In the present study, we propose an optimization model to tackle the problem of bandwidth provisioning in fixed broadband wireless microwave networks under unreliable channel conditions. In particular, our objective is to determine the minimum cost bandwidth assignment of the links in the network so that a required reliability level of the resulting dimensioning is satisfied, i.e., the selection of bandwidth is made in order to reduce bandwidth costs while ensuring that traffic requirements can be met with high probability. This model relies on the availability, for each microwave link and bandwidth, of a discrete probability distribution of the used modulation schemes. These distributions are derived using typical radio parameters and the widely accepted fading model introduced by Vigants & Barnett (Vigants, 1975). Unlike previous work, we adopt a dynamic routing strategy, where the traffic routes are optimized with respect to current link capacities.

Our solution approach relies on a mixed integer linear programming formulation based on the concept of network configuration, which refers to the network’s state in terms of the used bandwidth and modulation scheme on each transmission link. In order to handle the computational complexity of the problem, the main problem is decomposed, using the column generation technique, into a master subproblem, which determines bandwidth assignment and used configurations, and a pricing subproblem, which tries to improve the current solution by finding new efficient network configurations. Due to its non-linearity and combinatorial nature, we further propose a heuristic procedure to solve the pricing subproblem.

The paper is organized as follows. In Section 2, the recent related studies on dimensioning microwave networks are discussed. The bandwidth provisioning model, subject to bandwidth/modulation probability distributions and dynamic routing, is detailed in Section 3. We then describe our solution approach in Section 4. Numerical results are discussed in Section 5 and conclusions are drawn in the last section.

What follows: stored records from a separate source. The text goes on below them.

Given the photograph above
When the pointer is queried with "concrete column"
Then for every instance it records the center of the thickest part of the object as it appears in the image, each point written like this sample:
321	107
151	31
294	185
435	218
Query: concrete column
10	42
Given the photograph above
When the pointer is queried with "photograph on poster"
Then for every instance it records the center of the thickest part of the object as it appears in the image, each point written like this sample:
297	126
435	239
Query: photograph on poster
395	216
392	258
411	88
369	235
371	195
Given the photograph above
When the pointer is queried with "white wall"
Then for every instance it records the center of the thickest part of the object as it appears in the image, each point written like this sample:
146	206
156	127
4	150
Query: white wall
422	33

The inherent variability and unpredictability that characterize microwave transmission due, e.g., to rain precipitation, multipath fading or presence of obstacles, lead to outage events or at least to frequently changing transport capacity. Hence, many works in the literature were concerned with the idea of network reliability. This is typically defined as a numerical parameter, which represents the probability that a subset of nodes in a probabilistic network is connected. However, computing this measure is a classical computationally difficult problem (Ball, 1986; Hansen et al., 1999), even for the case in which the subset of nodes is restricted to a single sourcedestination pair, namely, the two-terminal network reliability problem (Brecht & Colbourn, 1988).

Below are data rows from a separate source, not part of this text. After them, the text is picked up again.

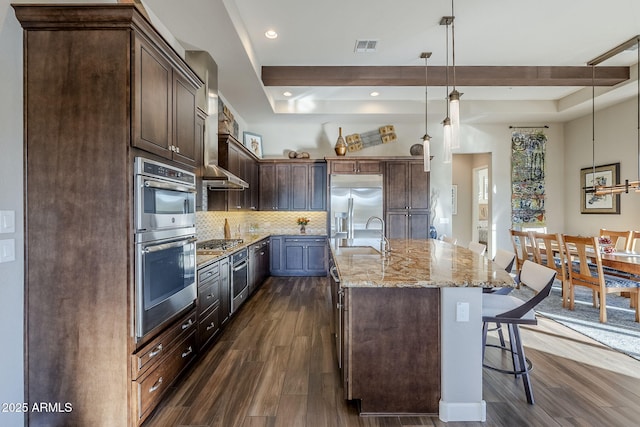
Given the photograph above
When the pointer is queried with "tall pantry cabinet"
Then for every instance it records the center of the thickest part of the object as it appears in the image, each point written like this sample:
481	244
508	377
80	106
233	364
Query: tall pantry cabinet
100	85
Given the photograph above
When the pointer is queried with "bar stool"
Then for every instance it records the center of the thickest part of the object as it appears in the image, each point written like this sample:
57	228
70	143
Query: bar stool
512	311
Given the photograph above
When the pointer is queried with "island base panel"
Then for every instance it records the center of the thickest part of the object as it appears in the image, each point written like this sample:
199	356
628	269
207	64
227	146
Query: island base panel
394	347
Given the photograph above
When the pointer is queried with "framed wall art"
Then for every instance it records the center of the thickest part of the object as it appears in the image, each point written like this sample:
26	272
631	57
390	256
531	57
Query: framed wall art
253	142
590	203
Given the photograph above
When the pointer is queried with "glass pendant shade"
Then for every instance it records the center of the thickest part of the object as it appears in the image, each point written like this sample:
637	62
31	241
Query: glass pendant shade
454	114
426	150
447	140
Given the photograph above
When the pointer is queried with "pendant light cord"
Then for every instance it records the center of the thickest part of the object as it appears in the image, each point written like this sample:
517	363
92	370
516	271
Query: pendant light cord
453	45
447	68
593	124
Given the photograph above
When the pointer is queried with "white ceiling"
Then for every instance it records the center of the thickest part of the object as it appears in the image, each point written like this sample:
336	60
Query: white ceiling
490	32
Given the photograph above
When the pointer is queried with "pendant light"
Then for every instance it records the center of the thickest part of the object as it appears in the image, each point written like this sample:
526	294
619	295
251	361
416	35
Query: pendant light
426	139
454	96
447	20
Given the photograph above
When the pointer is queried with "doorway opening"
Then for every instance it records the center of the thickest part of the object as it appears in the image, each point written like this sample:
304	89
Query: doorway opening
471	221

Dominiac et al. (2007) was among the first works to investigate the reliability of fixed broadband wireless networks, but several strong assumptions were behind their model, such as single source-destination flow or uncapacitated network. Furthermore, they considered only the major failures that cause the complete disruption of the communication channel. The authors applied available algorithms for the two-terminal network reliability problem assuming that links fail independently, which is reasonable is this context. Unfortunately, the reported results only corresponds to a small network with 5 nodes and 7 links. Kuo et al. (2010) studied the minimum cost problem of connecting a set of base station/gateway sites through a microwave backhaul using different topologies while supporting both timeand space-varying traffic demands. Also, they considered additional constraints of resilience to single link failures. The evaluation results show that meshed wireless backhaul topologies are a cost-effective alternative to trees and rings with respect to spatial and temporal fluctuation of traffic demand and protection against link failures. Nevertheless, the authors assumed fixed link capacities and the derived routing scheme was static, which limits the applicability and performance of their approach.

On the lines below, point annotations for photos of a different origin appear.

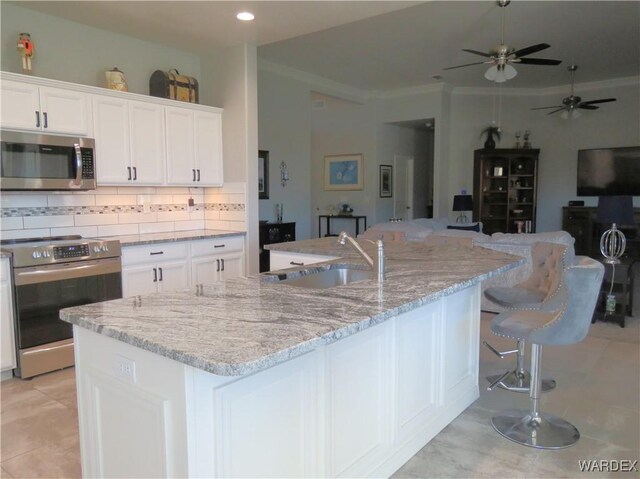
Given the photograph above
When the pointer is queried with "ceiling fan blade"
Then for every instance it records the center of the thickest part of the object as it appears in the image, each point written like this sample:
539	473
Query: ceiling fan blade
537	61
603	100
555	111
523	52
461	66
476	52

The problem of determining the minimum cost bandwidth assignment of a network while guaranteeing a reliability level of the solution was studied in Claßen et al. (2011a,b). The authors proposed a chance-constrained programming approach to derive optimal bandwidth assignment and routing of traffic demands while minimizing the network cost and guaranteeing that network flows remain feasible with high probability. Under the assumption that links suffer fading independently, they proposed reformulations to standard MILP models. To the best of our knowledge, the work Claßen et al. (2014) is the closest to ours. The authors formulated an alternative budget constrained problem for which they present a reliability analysis based on different budgets. Instead of minimizing bandwidth costs, their model aims to maximize the reliability of the network while some budget is not exceeded.

Recently, Coudert et al. (2017) designed an algorithm to compute the exact reliability of a backhaul network, given a discrete probability distribution on the possible capacities available at each link. The algorithm computes a conditional probability tree which provides an upper and lower bound on the reliability. Then, it improves these bounds by branching in the tree. The authors provided also an algorithm that exploits properties of the conditional probability tree used to calculate reliability of a given network design subject to a limited budget. A computational study showed that the proposed methods can calculate reliability of large backhaul networks.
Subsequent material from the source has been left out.